The News12 article attributed this quote, “The developer already got this whole project for a song. At least keep with what was negotiated,” to “Brooklyn Heights resident Frampton Tolbert.” In reality, as shown on screen, the quote came from Prospect Heights activist Raul Rothblatt.
It’s worth noting that “what was negotiated” in the original housing agreement and Community Benefits Agreement was never enforced, as ESD gave the developer a long leash.
News12 suggested, wrongly, that the “original plan” was to have the housing and area open at the same time.
The bottom line
Veconi told News12, “I see a place that was used as an excuse for a developer to get a lot of entitlements who never really thought about how to make good on the promises.”

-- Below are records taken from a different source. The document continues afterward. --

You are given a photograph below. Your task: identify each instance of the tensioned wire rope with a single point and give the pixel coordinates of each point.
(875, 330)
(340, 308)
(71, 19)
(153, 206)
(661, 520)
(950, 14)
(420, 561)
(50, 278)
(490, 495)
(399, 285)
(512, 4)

I don’t disagree, but it was also something more, since the developer did build an arena, home to an increasingly valuable NBA team—and now a WNBA one. The bottom line is the message I sent to WNYC, which did not get any attention:
The original developer, Forest City Ratner, and the next one, Greenland USA, both lost money.
The big winners with Atlantic Yards have been the second and third owners of the Brooklyn Nets and the arena operating company, first Mikhail Prokhorov and now Joe Tsai.
If the project now proceeds as planned, Joe Tsai will get free permanent use of the arena plaza. He should be required to pay for the privilege, and the money used to subsidize the rest of the project.
The developers speak
A spokesperson for the developers Cirrus-LCOR gave News12 a statement after publication:
“This is an incredibly large and complex project poised to further transform Atlantic Yards. As such, we are focused on gathering as much community input as possible at this early stage. We appreciate all of the feedback received to date, and we look forward to continuing to work with the community to finalize a feasible plan to complete the balance of the project.”
Yes, it’s large and complex, but the “feasible plan,” for now, remains murky.